Would it actually happen? Would he one day open his copy of Critical Quarterly, and see the article entitled “A Reassessment of Pride and Prejudice: Elizabeth Bennet Considered as a Cock”? By Gloria Beautyman—and (or perhaps with, or possibly as told to) Keith Nearing. And he believed that her exegesis, while certainly controversial, could not be easily dismissed.

Can’t you read English? she asked him. Listen. This comes ten pages from the end. Concentrate.
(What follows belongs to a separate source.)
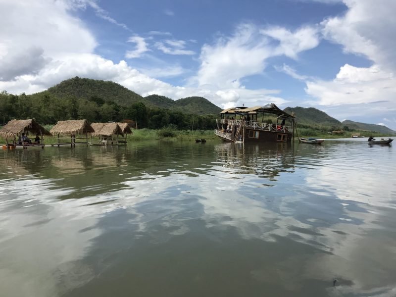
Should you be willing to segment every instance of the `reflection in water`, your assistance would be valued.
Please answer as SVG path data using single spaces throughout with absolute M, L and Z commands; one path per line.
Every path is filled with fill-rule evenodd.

“Lizzy,” said her father, “I have given [Mr. Darcy] my consent … I now give it to you, if you are resolved on having him. But let me advise you to think better of it. I know your disposition, Lizzy. I know that you could be neither happy nor respectable, unless you truly esteemed your husband … Your lively talents would place you in the greatest danger in an unequal marriage. You could scarcely escape discredit and misery.”

“I know your disposition,” Gloria reiterated. “Your lively talents.” “Discredit and misery.” “Neither happy nor respectable.” Not respectable. What d’you think that means? I ask again. Can’t you read English?

Yeah. Mm. There’s nothing remotely like that in any of the others. So does Mr. Bennet know she’s a cock?

Not exactly. He knows she’s unusually interested in sex. He doesn’t know she’s a cock, but he does know that.

I think I see.

And when she causes a scandal by walking three miles across country to Mr. Bingley’s. Unaccompanied, mind. The fine eyes, the face “glowing with warmth of exercise,” looking “blowsy” and “almost wild.” Then the soiled stockings.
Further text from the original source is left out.